Los jueces del tribunal asintieron pensativa, cuidadosa y razonablemente.
Hunter los miró a la cara uno por uno, antes de empezar a hablar.
– Caballeros, ninguna de vuestras señorías está más informada que yo del sagrado tratado firmado entre Su Majestad el rey Carlos y la Corona española. Jamás osaría infringir los pactos que acaban de suscribir las dos naciones, sin mediar provocación. Sin embargo, esta provocación se produjo, y en más de una ocasión. Mi velero, el Cassandra, fue atacado por un navio español de guerra, y todos mis hombres fueron capturados sin justificación. Más tarde, dos de ellos fueron asesinados por el capitán del barco, un tal Cazalla. Por fin, el mismo Cazalla interceptó un barco mercante inglés que transportaba, junto con otras cargas desconocidas para mí, a lady Sarah Almont, sobrina del gobernador de esta colonia.
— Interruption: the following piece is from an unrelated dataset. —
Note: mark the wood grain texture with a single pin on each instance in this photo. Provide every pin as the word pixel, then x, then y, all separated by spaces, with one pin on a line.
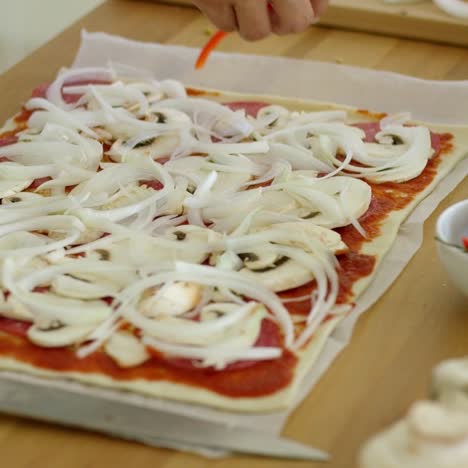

»Ese español, Cazalla, oficial del rey Felipe, destruyó el barco mercante inglés, el Entrepid, y mató a todos los que estaban a bordo en un acto de despiadada violencia. Entre los asesinados se contaba uno de los favoritos de Su Majestad Carlos, un tal capitán Warner. Estoy seguro de que Su Majestad sufre en gran medida por la pérdida de ese caballero.
Hunter se calló unos instantes. El tribunal no conocía esta información y era evidente que no les complacía oírla.
El rey Carlos tenía una visión muy personal de la vida; su habitual buen temperamento podía cambiar rápidamente si uno de sus amigos resultaba herido o incluso tan solo insultado. Así que por un amigo muerto, era del todo inimaginable lo que podría hacer.
– Debido a estas diversas provocaciones -prosiguió Hunter-, y como represalia, atacamos la fortaleza española de Matanceros, pusimos en libertad a lady Almont y nos llevamos a modo de simbólica reparación una cantidad razonable y proporcionada de riquezas. Caballeros, no se trató de un acto de piratería. Se trató de una venganza justificada por unas atroces fechorías cometidas en el mar. Esta es la esencia y la auténtica naturaleza de mi conducta.
Se calló y miró las caras del tribunal. Ellos le devolvieron la mirada, impasibles e impenetrables. Era evidente que todos conocían la verdad.
– Lady Sarah Almont puede dar fe de mi testimonio, como todos los hombres a bordo de mi barco, si puede llamarse así. No hay ninguna verdad en la acusación que se me imputa, porque no puede haber piratería si media una provocación, y sin duda hubo la más grave de las provocaciones -concluyó, mirándolos a la cara.